Marcotte's release was two days shy of the second anniversary of Malik's slaying -- Nov. 20, 2014. That was the day, police said, Marcotte's boyfriend and Malik's father, Jeffery Clifton, 44, beat the toddler to death because the boy drank another child's drink.

[MALIK DRUMMOND: Timeline of the 2-year-old boy's disappearance]

Marcotte and Clifton had conspired to conceal Malik's death for three days. At that point, Clifton disposed of the body in a vacant lot in another town, and the couple then told police the child walked away from home.

Hundreds searched the Searcy area for the missing toddler. It was a year before Marcotte changed her story and implicated Clifton in the murder, in the body's disposal and in previous beatings of Malik and his twin sister.

Clifton was sentenced in May to 40 years in prison after he pleaded no contest to second-degree murder and abuse of a corpse.

Malik lived with his mother, Tanya Drummond, but was spending some time at his father's home in Searcy when the killing took place.

Drummond was never implicated in the killing even though Marcotte told police that Clifton at one point tried to come up with a way to implicate the boy's mother in his disappearance.

Drummond has since had her own legal troubles and pleaded guilty in late September to second-degree terroristic threatening, a misdemeanor, for threatening a child-welfare worker. An online court information site indicated Drummond was fined $250, which also included court costs. It wasn't clear whether Drummond was sentenced to any jail time. She was jailed for a while after her arrest in April.

Recently, though, she has made Facebook posts, including a link Friday to an article in The Daily Citizen of Searcy about Marcotte's release.

Neither Prosecuting Attorney Rebecca Reed McCoy nor Drummond could be reached for comment by phone Friday.
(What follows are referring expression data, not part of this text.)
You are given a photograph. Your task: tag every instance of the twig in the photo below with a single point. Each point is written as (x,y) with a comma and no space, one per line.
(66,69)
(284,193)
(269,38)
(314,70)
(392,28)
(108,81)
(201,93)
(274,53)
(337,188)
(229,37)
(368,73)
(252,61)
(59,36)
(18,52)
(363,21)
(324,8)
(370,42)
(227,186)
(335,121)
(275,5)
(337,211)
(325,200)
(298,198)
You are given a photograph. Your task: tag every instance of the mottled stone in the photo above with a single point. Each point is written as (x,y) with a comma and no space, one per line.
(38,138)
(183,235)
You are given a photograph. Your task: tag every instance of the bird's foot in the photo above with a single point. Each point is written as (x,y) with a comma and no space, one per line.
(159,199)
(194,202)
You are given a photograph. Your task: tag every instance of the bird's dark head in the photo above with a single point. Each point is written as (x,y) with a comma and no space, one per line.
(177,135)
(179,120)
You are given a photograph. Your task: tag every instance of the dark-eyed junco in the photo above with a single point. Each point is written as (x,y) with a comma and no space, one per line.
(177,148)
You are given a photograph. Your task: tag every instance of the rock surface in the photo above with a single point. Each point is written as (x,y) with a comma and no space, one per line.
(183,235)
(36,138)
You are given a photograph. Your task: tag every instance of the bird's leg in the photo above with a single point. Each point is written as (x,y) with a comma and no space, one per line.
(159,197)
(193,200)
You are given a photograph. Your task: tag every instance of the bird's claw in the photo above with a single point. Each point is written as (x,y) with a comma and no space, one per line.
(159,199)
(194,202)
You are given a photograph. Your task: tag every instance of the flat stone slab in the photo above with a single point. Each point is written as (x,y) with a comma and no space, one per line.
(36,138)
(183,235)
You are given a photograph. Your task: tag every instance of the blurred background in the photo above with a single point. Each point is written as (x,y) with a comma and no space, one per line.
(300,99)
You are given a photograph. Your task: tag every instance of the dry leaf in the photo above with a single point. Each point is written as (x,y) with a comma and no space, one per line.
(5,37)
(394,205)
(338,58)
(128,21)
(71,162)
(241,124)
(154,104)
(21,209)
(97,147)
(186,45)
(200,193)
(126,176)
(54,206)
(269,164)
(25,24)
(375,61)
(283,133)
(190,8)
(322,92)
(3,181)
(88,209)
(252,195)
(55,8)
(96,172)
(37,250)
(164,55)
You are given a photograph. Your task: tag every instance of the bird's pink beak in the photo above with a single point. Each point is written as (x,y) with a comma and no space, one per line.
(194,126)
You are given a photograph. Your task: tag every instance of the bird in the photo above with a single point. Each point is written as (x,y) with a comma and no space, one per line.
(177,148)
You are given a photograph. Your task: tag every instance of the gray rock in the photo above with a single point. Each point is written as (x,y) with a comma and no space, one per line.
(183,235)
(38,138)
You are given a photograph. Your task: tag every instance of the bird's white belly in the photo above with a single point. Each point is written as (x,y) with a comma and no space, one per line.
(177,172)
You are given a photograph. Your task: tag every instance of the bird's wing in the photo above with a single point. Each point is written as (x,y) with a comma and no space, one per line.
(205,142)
Drummond did not immediately reply to a Facebook message, and a residential phone listing for McCoy was unavailable.

The Correction Department's "military style boot camp" in Jefferson County is "for first-time, non-violent inmates and work release for female inmates," the agency's website says.

Community Correction's website indicates it provides "basic supervision" for former inmates on parole or probation. Marcotte was living in Springdale before she went to prison. No information on her current home was available Friday.

"Parole and probation community-based supervision provides the opportunity for offenders to live and work in the community while completing the remainder of their sentence," the website says. "Random drug screening is generally required and offenders are required to pay a supervision fee."

Vinelink.com, which helps victims or their relatives keep track of criminal offenders, shows that Marcotte is "out of custody" but says the reason is "unknown." The site has a provision where victims can ask to be notified if the offender's status changes. But Marcotte's listing says, "Registration for notification is not currently available for this offender."

Marcotte's release was especially surprising because her sentence was an upward departure from sentencing guidelines, according to her sentencing order.

An aggravating factor cited in that order was the "extreme nature of cover-up." She also "attempted to cover offense by intimidation of witnesses, tampering of evidence, or misleading authorities," the order said, and she committed the offense "to avoid arrest or effect escape," according to the order.